Dr. Ottaviani thoroughly assesses a patient’s condition based on the patient’s history, performing a physical exam and determining the need for diagnostic testing.

As a physical medicine and rehabilitation specialist, her training focuses on restoring function. Treatment options to help ease a patient’s pain include muscle and joint injections, physical therapy, bracing, anti-inflammatories and muscle relaxants. The goal is to optimize conservative care to get them back to their typical lifestly.e

“Dr. Ottaviani is a star,” says Cornelia F., a patient of Dr. Ottaviani’s. “She is extraordinary. The profession should reward more like her. It would renew belief and trust we so sorely need.”

A lot of patients hear “pain management” and automatically think narcotics, but there are many other ways to manage someone’s pain. Coastal Orthopedics’ pain management physicians will focus on finding the root of the cause for pain and employ other non-narcotic treatments to eliminate the source.

“Depending on the level of pain, there are different ways to manage it,” says Dr. Ottaviani. “Acute pain requires just as much time in terms of education as chronic pain. If we can capture patients during the acute phase, help them understand where the pain is coming from and help them focus on what they can do to feel better, then their orthopedic problem is less likely to become chronic.”

Whether it’s something as simple as a thigh bruise suffered during a pickup game of basketball or a more complicated cause, such as a pinched nerve or broken bone, it’s important to be seen by an orthopedic physician as soon as possible even if the pain hasn’t progressed to a chronic level.

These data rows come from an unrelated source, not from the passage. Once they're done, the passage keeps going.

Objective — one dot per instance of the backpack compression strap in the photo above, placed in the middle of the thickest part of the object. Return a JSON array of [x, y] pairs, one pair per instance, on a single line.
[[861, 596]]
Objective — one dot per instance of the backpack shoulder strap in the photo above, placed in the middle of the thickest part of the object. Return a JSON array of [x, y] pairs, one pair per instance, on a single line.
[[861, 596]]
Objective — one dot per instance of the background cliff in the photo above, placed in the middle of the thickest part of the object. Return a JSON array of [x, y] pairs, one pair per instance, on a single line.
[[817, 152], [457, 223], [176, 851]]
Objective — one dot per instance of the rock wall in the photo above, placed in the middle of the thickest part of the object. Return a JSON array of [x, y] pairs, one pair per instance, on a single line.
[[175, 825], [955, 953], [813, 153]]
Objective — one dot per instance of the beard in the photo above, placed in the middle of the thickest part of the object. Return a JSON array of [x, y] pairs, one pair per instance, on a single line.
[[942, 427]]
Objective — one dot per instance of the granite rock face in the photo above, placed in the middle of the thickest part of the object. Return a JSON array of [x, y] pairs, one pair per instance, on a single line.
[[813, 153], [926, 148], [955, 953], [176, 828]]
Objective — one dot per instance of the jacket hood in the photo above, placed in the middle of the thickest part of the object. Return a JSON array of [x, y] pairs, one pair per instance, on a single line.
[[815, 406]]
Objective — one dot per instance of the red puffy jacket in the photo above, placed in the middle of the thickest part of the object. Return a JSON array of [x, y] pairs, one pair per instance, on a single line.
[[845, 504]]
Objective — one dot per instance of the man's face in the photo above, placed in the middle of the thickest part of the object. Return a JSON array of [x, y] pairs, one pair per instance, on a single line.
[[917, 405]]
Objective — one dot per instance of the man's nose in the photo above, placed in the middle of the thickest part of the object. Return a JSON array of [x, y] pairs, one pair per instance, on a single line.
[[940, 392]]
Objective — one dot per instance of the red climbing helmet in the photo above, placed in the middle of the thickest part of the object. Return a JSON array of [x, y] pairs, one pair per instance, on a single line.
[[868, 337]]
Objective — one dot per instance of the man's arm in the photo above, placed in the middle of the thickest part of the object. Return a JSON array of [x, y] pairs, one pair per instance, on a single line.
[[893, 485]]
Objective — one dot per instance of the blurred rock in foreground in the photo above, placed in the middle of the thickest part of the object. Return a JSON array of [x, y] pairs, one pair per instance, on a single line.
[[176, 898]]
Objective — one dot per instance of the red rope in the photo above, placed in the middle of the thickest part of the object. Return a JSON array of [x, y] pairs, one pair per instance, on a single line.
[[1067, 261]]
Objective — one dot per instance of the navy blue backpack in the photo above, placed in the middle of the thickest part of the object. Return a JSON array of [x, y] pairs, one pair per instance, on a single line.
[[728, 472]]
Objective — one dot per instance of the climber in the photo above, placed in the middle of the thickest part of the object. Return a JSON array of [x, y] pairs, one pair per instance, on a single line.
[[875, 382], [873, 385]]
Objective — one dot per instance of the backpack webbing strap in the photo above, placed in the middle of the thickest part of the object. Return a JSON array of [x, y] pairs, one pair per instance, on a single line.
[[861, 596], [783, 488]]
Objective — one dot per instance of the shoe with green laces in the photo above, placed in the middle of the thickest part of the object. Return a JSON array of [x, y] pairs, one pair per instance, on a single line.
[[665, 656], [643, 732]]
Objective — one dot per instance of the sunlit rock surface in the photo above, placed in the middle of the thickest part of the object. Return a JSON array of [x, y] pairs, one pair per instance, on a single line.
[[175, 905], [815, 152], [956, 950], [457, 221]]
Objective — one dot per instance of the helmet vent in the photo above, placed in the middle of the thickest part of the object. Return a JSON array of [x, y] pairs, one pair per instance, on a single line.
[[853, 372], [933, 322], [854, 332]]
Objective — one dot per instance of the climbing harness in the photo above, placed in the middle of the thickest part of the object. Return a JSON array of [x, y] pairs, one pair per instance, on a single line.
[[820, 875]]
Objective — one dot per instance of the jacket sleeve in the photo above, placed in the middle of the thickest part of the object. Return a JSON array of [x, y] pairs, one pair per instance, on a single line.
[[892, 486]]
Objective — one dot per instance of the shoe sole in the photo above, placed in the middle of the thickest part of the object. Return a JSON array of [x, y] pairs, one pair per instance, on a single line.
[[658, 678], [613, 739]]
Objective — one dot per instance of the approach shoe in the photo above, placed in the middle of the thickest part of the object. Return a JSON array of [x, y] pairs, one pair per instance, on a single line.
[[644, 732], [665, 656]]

Although as with any medical condition, there’s a progression involved. Even acute pain will not go away immediately, so it’s important to educate patients on the various red flags associated with acute pain and how to prevent chronic pain in the future.

The key is preventive maintenance. As we age, our lifestyle tends to become more sedentary as we spend more time sitting behind a desk or traveling in the car. As a result, our muscles become weaker and tighter because we’re not engaging them liked we used to.

One of the easiest ways to improve muscle strength is through stretching and exercise, such as yoga, Pilates or a boot camp. As little as 20 minutes a day, three to four days a week can have a profound impact on your overall health.

“We really don’t understand how debilitating pain is until we hurt ourselves,” says Dr. Ottaviani. “When we are unable to go about our normal day because we can’t control our body, it is pretty frightening. It is important to heal the mind through education and as much as the body. If health care providers take the time during the first few office visits to educate, a patient is more likely to follow through with the treatment plan and more quickly get back to their usual lifestyle.”